The current logstash json schema has a few problems:
It uses two namespacing techniques when only one is needed ("@" prefixing, like "@source", and "@fields" object for another namespace)
@source_host and @source_path duplicate @source.
Not all events have all '@named' fields.
Each known '@named' field is not documented well
I always describe events as "timestamp plus data" so let's start there, and make it versioned just because that's smarter.
Most minimal schema will be two fields: timestamp and version.

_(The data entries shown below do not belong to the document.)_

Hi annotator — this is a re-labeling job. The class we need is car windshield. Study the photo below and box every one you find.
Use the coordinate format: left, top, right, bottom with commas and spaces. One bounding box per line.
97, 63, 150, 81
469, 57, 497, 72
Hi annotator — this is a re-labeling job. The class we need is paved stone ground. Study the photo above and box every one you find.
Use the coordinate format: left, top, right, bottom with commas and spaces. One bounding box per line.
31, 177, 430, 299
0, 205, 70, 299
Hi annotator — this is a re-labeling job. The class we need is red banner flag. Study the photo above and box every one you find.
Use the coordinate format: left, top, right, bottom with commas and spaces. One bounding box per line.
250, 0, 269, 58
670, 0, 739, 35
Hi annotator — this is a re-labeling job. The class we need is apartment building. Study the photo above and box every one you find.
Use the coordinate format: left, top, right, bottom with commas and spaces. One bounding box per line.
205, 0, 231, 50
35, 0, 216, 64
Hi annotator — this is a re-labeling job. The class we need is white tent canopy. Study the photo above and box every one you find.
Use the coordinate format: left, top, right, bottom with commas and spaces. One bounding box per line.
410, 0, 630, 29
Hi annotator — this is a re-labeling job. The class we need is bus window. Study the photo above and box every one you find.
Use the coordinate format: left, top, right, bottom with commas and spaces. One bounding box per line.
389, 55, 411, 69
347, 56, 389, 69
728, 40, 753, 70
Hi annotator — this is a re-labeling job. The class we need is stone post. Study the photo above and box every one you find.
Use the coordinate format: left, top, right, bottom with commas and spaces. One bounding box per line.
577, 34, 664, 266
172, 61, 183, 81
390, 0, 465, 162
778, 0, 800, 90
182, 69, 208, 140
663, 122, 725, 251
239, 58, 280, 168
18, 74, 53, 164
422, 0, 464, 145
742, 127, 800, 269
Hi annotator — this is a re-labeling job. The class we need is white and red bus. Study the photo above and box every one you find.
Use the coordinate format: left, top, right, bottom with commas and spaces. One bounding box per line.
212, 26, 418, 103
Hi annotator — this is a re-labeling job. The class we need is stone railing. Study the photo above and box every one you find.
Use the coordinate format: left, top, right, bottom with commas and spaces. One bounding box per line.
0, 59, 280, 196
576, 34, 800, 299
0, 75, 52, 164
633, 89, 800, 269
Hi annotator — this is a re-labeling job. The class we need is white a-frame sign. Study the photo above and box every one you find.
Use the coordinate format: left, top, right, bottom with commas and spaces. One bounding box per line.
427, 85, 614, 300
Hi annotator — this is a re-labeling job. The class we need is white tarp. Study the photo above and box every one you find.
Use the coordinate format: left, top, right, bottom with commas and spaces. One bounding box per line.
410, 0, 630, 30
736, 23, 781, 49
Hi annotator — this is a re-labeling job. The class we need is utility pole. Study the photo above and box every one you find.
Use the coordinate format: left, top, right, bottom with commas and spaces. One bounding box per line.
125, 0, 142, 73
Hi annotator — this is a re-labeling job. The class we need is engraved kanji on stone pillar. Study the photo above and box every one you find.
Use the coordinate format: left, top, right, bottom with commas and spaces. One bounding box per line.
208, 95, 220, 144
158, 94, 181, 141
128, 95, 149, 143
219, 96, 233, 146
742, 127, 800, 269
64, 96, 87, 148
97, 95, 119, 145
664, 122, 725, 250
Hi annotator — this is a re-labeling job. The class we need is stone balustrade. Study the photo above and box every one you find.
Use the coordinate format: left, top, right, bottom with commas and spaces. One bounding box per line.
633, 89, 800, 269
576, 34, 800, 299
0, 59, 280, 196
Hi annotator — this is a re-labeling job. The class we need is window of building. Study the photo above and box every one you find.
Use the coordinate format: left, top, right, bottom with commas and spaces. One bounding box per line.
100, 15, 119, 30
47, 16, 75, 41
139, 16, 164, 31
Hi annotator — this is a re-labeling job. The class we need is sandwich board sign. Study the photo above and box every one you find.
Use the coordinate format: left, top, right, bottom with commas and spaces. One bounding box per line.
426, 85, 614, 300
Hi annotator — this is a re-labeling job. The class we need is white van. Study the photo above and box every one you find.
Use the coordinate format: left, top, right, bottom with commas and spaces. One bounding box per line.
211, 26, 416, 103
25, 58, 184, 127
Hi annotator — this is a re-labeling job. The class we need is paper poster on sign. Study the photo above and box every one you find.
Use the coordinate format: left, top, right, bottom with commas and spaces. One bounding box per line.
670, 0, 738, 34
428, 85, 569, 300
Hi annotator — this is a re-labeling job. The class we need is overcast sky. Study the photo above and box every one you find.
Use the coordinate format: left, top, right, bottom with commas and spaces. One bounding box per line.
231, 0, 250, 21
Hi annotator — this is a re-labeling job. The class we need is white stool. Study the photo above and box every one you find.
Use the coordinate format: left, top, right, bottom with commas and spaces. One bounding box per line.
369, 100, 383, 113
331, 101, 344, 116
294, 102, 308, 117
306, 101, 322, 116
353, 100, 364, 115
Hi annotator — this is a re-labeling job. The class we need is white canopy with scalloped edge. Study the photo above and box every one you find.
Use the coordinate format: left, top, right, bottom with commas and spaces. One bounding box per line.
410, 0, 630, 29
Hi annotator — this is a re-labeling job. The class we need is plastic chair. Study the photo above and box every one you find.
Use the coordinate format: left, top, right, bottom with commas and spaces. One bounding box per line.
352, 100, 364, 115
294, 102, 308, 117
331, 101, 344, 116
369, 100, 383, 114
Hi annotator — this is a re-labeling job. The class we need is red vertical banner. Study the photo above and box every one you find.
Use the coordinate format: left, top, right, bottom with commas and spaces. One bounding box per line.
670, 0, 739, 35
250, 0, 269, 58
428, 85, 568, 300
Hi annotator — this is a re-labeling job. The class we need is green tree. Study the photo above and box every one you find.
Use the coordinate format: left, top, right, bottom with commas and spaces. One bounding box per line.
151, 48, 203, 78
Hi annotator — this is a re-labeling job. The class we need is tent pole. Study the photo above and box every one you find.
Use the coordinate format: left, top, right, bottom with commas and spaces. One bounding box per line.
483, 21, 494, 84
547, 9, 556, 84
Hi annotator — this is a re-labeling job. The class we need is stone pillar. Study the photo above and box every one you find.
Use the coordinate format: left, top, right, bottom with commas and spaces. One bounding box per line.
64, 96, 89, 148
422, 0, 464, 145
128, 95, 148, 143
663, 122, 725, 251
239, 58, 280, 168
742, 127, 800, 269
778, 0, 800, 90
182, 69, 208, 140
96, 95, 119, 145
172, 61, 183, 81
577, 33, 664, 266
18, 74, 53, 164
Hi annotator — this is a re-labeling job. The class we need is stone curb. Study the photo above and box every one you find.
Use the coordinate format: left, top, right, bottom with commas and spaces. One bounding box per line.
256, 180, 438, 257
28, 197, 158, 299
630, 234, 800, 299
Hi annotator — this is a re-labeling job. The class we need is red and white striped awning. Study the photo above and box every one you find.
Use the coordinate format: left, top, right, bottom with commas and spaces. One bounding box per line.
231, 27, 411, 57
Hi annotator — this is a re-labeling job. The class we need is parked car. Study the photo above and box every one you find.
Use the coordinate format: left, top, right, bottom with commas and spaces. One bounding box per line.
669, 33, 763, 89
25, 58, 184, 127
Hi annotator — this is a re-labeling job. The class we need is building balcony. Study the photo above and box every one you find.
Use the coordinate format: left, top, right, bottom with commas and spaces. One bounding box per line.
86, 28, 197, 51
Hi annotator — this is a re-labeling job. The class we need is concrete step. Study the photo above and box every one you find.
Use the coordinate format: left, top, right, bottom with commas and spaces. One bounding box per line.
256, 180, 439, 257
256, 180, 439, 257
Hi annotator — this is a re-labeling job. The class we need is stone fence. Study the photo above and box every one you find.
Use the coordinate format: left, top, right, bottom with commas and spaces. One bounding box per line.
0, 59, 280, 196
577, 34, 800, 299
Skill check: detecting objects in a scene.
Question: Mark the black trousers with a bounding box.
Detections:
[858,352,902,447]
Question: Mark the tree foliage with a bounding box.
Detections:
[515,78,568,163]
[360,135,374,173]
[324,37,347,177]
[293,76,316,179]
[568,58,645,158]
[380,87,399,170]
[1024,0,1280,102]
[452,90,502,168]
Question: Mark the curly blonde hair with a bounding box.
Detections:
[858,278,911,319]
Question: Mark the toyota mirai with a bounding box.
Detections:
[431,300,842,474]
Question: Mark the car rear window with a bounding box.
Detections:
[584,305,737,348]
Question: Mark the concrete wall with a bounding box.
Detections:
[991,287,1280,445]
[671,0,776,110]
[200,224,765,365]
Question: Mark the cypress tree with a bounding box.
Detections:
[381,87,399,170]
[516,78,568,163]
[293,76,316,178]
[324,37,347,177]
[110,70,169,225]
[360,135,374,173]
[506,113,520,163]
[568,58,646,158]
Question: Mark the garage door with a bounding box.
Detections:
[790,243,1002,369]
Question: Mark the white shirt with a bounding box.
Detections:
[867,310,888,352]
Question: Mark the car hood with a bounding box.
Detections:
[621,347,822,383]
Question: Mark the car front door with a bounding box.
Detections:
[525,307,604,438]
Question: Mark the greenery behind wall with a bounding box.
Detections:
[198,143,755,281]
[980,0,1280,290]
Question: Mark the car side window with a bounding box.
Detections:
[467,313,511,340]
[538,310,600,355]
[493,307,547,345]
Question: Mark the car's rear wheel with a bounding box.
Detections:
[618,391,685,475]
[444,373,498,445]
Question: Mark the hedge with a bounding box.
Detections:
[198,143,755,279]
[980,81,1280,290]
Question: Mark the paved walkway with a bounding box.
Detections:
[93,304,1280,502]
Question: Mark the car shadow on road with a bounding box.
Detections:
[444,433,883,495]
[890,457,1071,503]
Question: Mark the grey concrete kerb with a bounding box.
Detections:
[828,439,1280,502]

All other values are optional.
Here's my proposal of a minimal schema including only two required fields - version and timestamp.
Removes all other '@-named' fields: @source_host, @source, @source_path, @type, @tags, @message.
The previous '@fields' namespace is gone, all "event fields" are now top-level.
The previous schema logstash used shall be known as 'version 0'
'json_event' should accept both. 'version 0' events must be converted to 'version 1' events
kibana isn't polluted with "@" symbols everywhere
most relevant data is in 'event fields' which is now top-level, no longer "@fields.somefield"
fewer "required" event fields.
the 'json' input format can go away or generally mean the same thing as json_event
Transition and Backwards Compatibility notes:
For previous events with a '@fields.foo = bar', now it will be 'foo = bar'. Elasticsearch lets you search by leaf names, so "foo:bar" will find both events. (victory)
Since @message is gone, need to figure out what to do about it.
Write an elasticsearch input plugin to allow conversion of old indexes to new schema.
describe conversion of 'version 0' events to 'version 1' (@fields flattening, @source removal, etc)